Reflexive AI Use: Are We All Expected to Be Prompters Now?
Shopify CEO Tobias Lütke just did what many leaders have tiptoed around—he said the quiet part out loud.
In a bold internal memo (which, thanks to the internet, is now very public), he told the entire Shopify team that AI usage is no longer optional. It’s an expectation. A job requirement. A cultural shift.
At first glance, this might sound extreme. But here’s the reality: it’s not unique. It’s a signal. And if you’re running a business, leading a team, or just trying to keep your skills sharp—it’s one worth paying attention to.
Let’s unpack it.
What Is “Reflexive AI Use” Anyway?
It’s not just using AI when someone tells you to. It’s using AI because you instinctively reach for it when you’re solving a problem. Like how you might open Google Docs when you’re writing or Slack when you need to ping a colleague.
At Shopify, reflexive AI use means employees are expected to treat AI like a default co-pilot—whether you’re in product dev, marketing, customer success, or engineering. It’s not about using AI perfectly; it’s about using it regularly and intentionally.

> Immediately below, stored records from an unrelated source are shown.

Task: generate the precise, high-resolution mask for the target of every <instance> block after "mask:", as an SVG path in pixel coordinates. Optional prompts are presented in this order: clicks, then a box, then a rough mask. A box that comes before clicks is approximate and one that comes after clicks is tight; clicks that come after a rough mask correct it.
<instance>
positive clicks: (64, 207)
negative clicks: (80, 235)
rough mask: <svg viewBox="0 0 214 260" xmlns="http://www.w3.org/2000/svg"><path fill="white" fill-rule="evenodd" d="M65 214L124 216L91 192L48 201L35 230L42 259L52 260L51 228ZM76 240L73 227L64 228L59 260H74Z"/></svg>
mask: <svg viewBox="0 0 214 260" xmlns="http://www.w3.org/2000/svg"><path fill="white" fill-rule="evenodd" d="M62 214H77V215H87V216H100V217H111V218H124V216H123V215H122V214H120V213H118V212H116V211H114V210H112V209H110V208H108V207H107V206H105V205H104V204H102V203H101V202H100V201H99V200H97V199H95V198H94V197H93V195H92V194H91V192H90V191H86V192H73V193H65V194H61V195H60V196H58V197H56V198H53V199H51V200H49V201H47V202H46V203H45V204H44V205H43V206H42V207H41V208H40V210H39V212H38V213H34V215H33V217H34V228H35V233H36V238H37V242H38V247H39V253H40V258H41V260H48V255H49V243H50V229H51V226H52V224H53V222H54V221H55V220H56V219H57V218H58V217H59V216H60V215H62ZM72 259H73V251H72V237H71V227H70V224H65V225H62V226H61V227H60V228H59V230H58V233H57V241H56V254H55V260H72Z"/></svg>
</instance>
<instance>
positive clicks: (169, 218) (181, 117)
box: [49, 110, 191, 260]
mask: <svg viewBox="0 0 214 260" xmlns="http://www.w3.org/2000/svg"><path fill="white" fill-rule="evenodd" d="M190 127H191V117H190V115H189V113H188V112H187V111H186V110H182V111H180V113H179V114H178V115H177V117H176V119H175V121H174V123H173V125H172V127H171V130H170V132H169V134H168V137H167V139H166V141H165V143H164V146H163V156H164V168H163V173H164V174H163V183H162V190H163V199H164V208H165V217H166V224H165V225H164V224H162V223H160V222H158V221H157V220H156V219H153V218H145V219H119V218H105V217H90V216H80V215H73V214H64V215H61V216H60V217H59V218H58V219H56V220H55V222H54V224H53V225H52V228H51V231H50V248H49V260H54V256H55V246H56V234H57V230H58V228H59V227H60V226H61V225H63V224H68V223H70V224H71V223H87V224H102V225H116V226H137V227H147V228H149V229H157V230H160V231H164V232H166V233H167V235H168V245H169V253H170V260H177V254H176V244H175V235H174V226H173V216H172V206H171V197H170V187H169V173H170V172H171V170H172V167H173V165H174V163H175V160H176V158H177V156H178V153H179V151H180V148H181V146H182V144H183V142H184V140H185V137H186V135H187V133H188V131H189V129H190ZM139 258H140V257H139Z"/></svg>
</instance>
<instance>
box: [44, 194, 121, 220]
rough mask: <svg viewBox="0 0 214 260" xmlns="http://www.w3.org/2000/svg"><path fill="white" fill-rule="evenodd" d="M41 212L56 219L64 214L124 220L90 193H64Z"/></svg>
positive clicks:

And honestly? It makes sense.
Why This Matters Beyond Shopify
Lütke isn’t just hyped on ChatGPT. He’s responding to a very real shift:
- AI tools are now accessible to everyone.
- The learning curve isn’t steep—but it does take practice.
- The productivity gap between users and non-users is widening. Fast.
He talks about AI as a “multiplier.” And he’s right. The people who are using AI effectively aren’t just getting work done faster—they’re doing work they wouldn’t have thought possible a year ago.
This memo sets a new tone: AI isn’t a shiny new tool. It’s table stakes.
What Leaders Can Learn from This
You don’t have to issue a company-wide memo tomorrow—but if you’re not thinking about how AI is (or isn’t) embedded in your workflows, you’re already behind.
Here are three questions every leader should be asking right now:
- Are we empowering our teams to tinker with AI or waiting for formal training?
- Are we measuring performance in a way that rewards innovation with AI?
- Do we have AI baked into our experimentation phase, not just implementation?
It’s not just about keeping up—it’s about rethinking what “effective work” looks like.
The Bottom Line
AI fluency is the new digital literacy. Reflexive AI use will soon be as common as checking email—or at least, it should be.
You don’t have to know everything. But you do have to start. Because stagnation, as Lütke puts it, is “slow-motion failure.”